Nampak hadir Bupati Minsel Frangky Wongkar dan Ketua Pemuda Sinode GMIM Ryo Dondokambey dan para pengurus dan ribuan Pemuda GMIM.
“Atas nama bapak Gubernur Olly Dondokambey dan Pemerintah Provinsi Sulawesi Utara, Perkemahan Karya Pemuda Gereja dengan resmi saya nyatakan dibuka,”ujarnya disambut meriah para peserta.
Wagub Steven Kandouw menyebut gembira kehadiran para pemuda dalam PKPG. Hal ini menunjukkan identitas diri masing-masing. Identitas Pemuda GMIM sebagai seorang Nasrani.
“Senang, Pemuda GMIM boleh melangkahkan kaki dengan motivasi jelas, meningkatkan iman dan kepercayaan. Ini luar biasa mudah-mudahan kalian mampu berkontribusi terbentuknya pemuda-pemudi tangguh yang takut akan Tuhan,” ucapnya.

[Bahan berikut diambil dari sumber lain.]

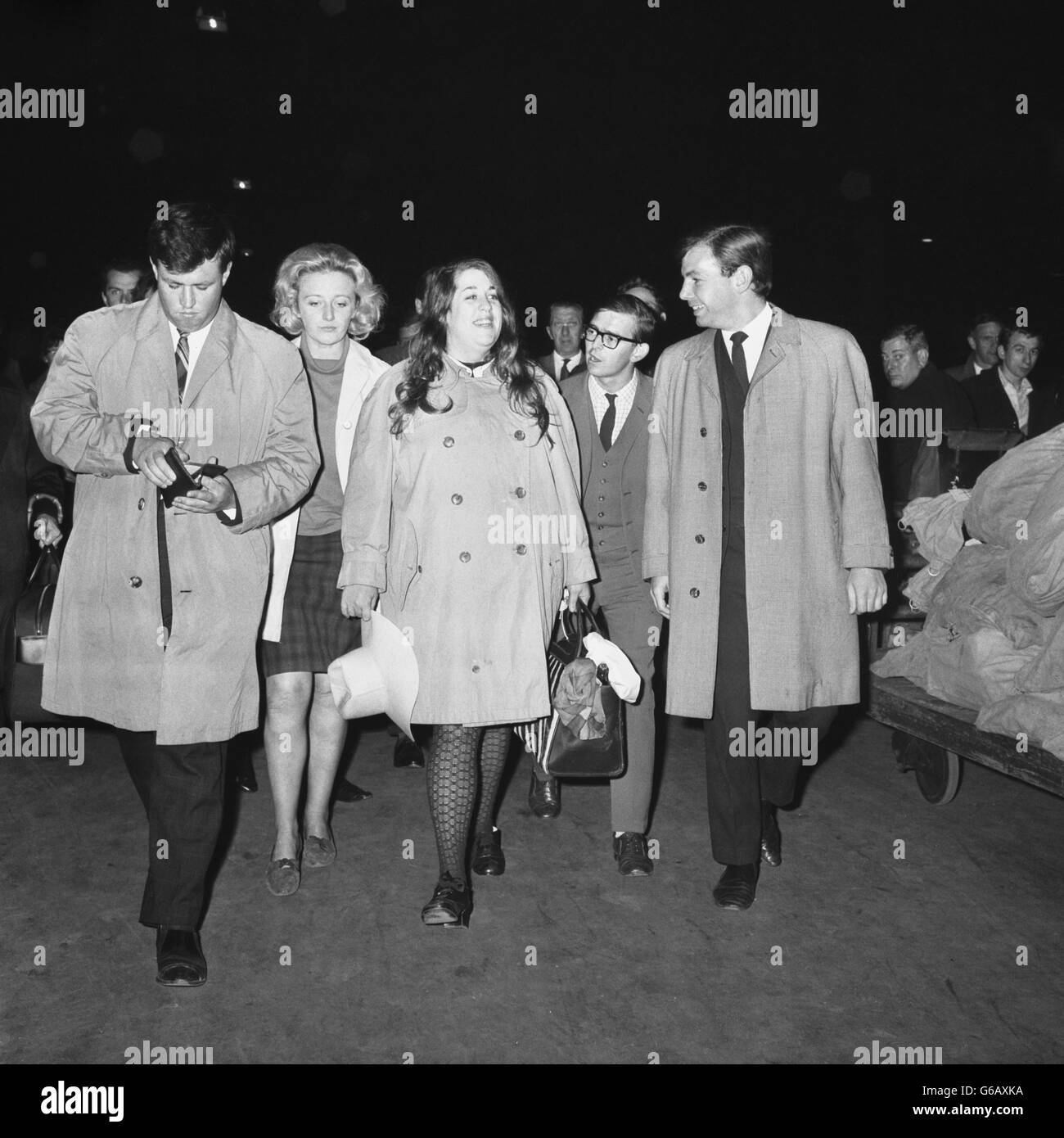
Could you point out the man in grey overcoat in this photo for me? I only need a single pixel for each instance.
(764, 540)
(157, 609)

Wagub kemudian memberi motivasi dan memompa semangat kaum muda GMIM lewat materi wawasan kebangsaan yang dianut para tokoh bangsa asal Sulut mulai dari GSSJ Ratulangi, Daniel Mogot dan Kapten Czi (Anumerta) Pierre Andreas Tendean.

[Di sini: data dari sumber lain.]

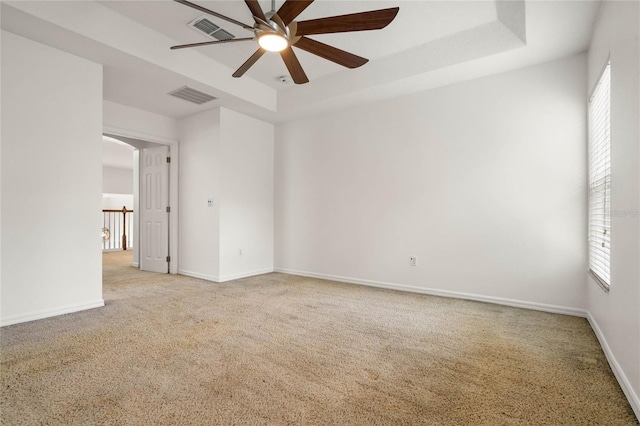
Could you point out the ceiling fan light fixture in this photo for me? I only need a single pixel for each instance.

Sam Ratulangi tentang pluralisme Indonesia, dan Daniel Mogot yang usia 17 tahun sudah memikirkan bahwa Republik Indonesia yang dimerdekakan harus dipertahankan, harus mati dengan timah panas karena mempertahankan keutuhan NKRI.
Kapten Pierre Andreas Tendean, seorang tentara yang rela mati demi mempertahankan Pancasila sebagai ideologi negara Indonesia.

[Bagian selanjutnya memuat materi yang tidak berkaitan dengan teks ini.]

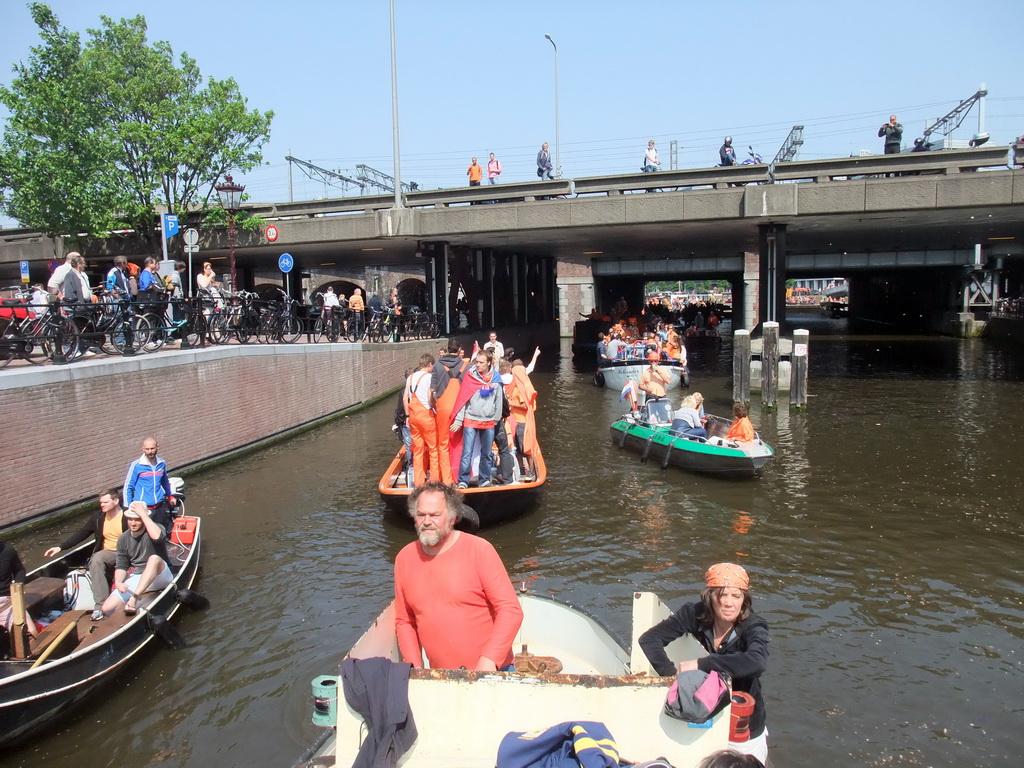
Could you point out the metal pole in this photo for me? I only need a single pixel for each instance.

“Saya harap, apa yang dianut dari ketiga putra Minahasa yang membawa nama Nasrani ini terus hidup dalam diri kalian. Inilah yang namanya wawasan kebangsaan,” ujar Wagub Kandouw.
“Semoga, hari ini sampai selesai proses pembentukannya tampak terasa. Yang penting hadir berpartisipasi di semua acara ini,” imbuhnya.
Sementara itu, Ketua Komisi Pelayanan Pemuda Sinode GMIM Pnt Rio Dondokambey menyampaikan terima kasih kepada Wakil Gubernur yang sudah membuka dan memberikan pemahaman wawasan kebangsaan pada PKPG 2022.
Rio juga meminta kepada seluruh peserta untuk menjaga tujuan dari Perkemahan Karya Pemuda Gereja.
“Apa yang kita lakukan harus untuk kemuliaan Tuhan. Mudah-mudahan lewat kegiatan ini membuat kita lebih dekat lagi dengan Tuhan,” pungkasnya.